Religion
- Affiliation: Sunni Islam
- Sect: Sufism
- Ecclesiastical or organizational status: Mosque
- Status: Active

Location
- Location: Malé, Kaafu Atoll
- Country: Maldives
- Interactive map of Bihuroazu Kamanaa Mosque
- Coordinates: 4°10′33.35″N 73°30′38.20″E﻿ / ﻿4.1759306°N 73.5106111°E

Architecture
- Type: Mosque architecture
- Style: Traditional Maldivian architecture
- General contractor: Bihuroazu Fashan akalo
- Completed: c. 16th century CE

= Bihuroazu Kamanaa Mosque =

Mosque in Malé, Kaafu, Maldives

The Bihuroazu Kamanaa Mosque (ބިހުރޯޒު ކަމަނާ މިސްކިތް), also known as the Bihuroazu Kamanaa Miskiy (ބޮޑުތަކުރުފާނުގެ ޒިޔާރަތް), is a Sunni Islam mosque, located in Malé, on the Kaafu Atoll, in the Maldives. The mosque is located adjacent to the mausoleum of as-Sultan al-Ghaazee Muhammad Thakurufaanu al-Auza, who was a 16th-century Sultan of the Maldive Islands. According to historical documents, the mosque is one of the oldest mosques in Malé, and was built before Thakurufaanu was Sultan.

== Overview ==
The mosque was built by Bihuroazu Fashan akalo and was called the Bihuroazu Fashana kalo Mosque. The word Bihuroazu comes from the Persian language, meaning "prosperous".

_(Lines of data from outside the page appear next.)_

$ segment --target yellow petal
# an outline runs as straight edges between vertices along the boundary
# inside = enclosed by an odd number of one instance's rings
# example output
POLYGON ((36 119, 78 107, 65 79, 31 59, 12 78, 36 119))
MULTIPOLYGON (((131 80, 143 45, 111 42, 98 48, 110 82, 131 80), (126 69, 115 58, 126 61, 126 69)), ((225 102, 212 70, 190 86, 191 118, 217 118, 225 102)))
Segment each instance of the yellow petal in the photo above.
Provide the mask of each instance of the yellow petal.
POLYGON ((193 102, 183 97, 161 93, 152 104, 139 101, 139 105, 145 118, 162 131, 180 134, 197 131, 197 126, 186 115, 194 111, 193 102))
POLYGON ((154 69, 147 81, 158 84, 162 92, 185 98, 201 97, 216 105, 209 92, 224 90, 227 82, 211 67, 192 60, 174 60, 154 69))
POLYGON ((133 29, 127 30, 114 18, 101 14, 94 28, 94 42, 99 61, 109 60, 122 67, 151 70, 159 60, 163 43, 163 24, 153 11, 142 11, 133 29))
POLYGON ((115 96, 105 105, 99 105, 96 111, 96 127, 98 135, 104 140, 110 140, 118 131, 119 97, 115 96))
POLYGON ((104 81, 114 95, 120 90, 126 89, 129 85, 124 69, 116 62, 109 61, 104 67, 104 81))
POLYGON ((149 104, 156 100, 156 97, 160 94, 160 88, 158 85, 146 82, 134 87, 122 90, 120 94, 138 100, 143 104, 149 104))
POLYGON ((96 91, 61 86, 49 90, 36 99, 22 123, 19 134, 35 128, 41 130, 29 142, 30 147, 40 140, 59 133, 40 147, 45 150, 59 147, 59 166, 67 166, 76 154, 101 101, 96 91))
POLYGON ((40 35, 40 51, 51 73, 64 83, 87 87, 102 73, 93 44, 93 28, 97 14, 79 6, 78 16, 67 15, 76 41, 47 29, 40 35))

The mosque is of historical interest due to its proximity to the mausoleum that is also the resting place of Thakurufaanu and his younger brother, Al-Ghaazee Hassan Rannabandeyri Kilefaanu.

On 20 April 2017, prayers were banned outside the mosque, following the sighting of the grave of Dhanthaelu Ali, located outside of the mosque. Prior to the ban, a large number of people prayed outside of the mosque. Prayers were not prohibited inside the mosque.

=== Planned destruction ===
During the regime of Abdulla Yameen, it was proposed that the Bihuroazu Mosque be demolished to make way for a 12-storey multipurpose building. Provision for the works was made in the 2018 Maldives Government budget. The opposition criticized the proposed destruction. On Channel 13, the Minister stated that the opposition's claims were false and were made to mislead the people. A media official at the Ministry of Islamic Affairs said that the Bihuroazu Mosque was closed for cleaning. The official also stated that prayers were banned outside of the mosque due to the proximity of the sighted grave.